Болезненное воображение Элины разыгрывалось в ночной темноте, и, лежа в постели, она видела мать, звала ее, говорила с ней, горько рыдая, пока наконец, измученная душевной борьбою, не протягивала руку к стакану со снотворным, которое каждый вечер приготовляла ей Анна де Бейль, и не засыпала мертвым сном. Утром она вставала одурманенная, без мыслей, без воли, даже без слез. В такие дни она не покидала своей кельи, глядя с тоской сквозь узкое, запотевшее оконце, как гуляли под деревьями работницы Обители в своих длинных плащах, возбужденно размахивая руками или замирая в оцепенении, точно душевнобольные в убежище Сальпетриер. Под хмурым небом кружились сухие листья, на горизонте проносились облака, то сгущаясь, то рассеиваясь, моросил мелкий дождь. Девушка провожала глазами клубившееся облако, следя за его превращениями, за игрою света и тени, быть может, то самое, на которое смотрела ее мать из своего кресла у окна, так близко от нее. И порою, благодаря некоему таинственному магнетизму, благодаря способности обмениваться мыслями на расстоянии, свойственной людям, горячо любящим друг друга, Элина угадывала близость матери.
Однажды утром Жанна Отман застала ее в слезах.

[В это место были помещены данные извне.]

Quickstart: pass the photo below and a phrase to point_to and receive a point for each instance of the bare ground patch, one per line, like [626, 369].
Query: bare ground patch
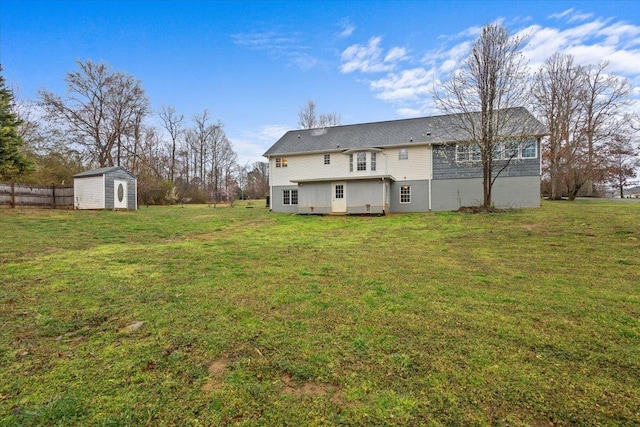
[312, 389]
[216, 370]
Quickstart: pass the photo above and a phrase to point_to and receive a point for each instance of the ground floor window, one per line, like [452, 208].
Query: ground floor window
[405, 194]
[289, 197]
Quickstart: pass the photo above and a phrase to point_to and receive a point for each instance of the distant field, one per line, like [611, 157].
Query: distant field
[239, 316]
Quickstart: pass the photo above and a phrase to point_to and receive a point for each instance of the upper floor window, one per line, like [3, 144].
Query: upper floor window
[289, 197]
[500, 151]
[462, 152]
[361, 161]
[405, 194]
[528, 150]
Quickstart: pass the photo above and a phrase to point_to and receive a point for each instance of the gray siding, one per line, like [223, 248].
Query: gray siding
[507, 192]
[446, 167]
[419, 197]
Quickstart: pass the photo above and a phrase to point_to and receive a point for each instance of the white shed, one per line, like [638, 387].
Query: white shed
[105, 188]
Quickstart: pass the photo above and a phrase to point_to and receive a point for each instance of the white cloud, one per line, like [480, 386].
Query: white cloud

— Это еще что?.. — резко спросила она.
— Моя мать больна. Она здесь, неподалеку…
— Кто вам сказал?
— Я это чувствую.
В тот же день действительно стало известно, что г-жа Эпсен лежит больная в домике на шлюзе. Председательница заподозрила, что проболтался кто-нибудь из слуг, фанатички вроде нее с недоверием относятся к тонким душевным чувствам… И тут она поняла, что, если только мать с дочерью увидятся хоть раз, ее влиянию придет конец.
— Надо ехать, Эпсен… Готовы ли вы?
— Я готова… — отвечала бедная Элина, пытаясь придать твердость своему голосу.
Ее вещи были приготовлены гораздо быстрее, чем приданое, которое так заботливо готовила ей мать, роясь в старых кружевах и перебирая воспоминания юности. Элина везла с собой лишь скромное приданое бедной гувернантки, в котором больше всего места занимали тяжелые пачки Библий и «Утренних часов», пахнувшие свежей типографской краской… Подали карету, и первой туда уселась Анна де Бей ль, в то время как Элина Эпсен целовала на прощанье г-жу Отман, всех своих подруг, мадемуазель Аммер и Жан-Батиста Круза — свою истинную семью, единственную семью, какую разрешается иметь работнице Пор-Совера.
— Теперь иди, дитя мое, и возделывай мой виноградник.
Карета, огибая ограду парка, медленно поднималась по узкой, крутой улочке. Маленькая девочка, спускавшаяся навстречу с корзинкой в руках, посторонилась и, заглянув в карету, громко крикнула: «Мама!..» Из экипажа ей ответил тихий, жалобный крик, перешедший в стон. В ту же минуту кучер стегнул лошадей, и карета быстро умчалась вперед. Фанни, не выпуская из рук корзинки, бросилась вслед за каретой, продолжая кричать: «Мама! Мама!..» Но тяжелое деревенское платье стесняло ее движения, деревянные башмаки сваливались с тоненьких ножек, девочка сделала над собой последнее, отчаянное усилие, рванулась — и упала ничком на дорогу. Когда она поднялась, разбитая, в синяках, с грязными руками и волосами, но без единой слезинки, карета уже поднялась на гору. Фанни с минуту смотрела ей вслед, задумчиво и серьезно, нахмурив лобик, будто стараясь что-то понять, и вдруг, точно разгадав какую-то страшную тайну, в ужасе бросилась бежать домой, к шлюзам.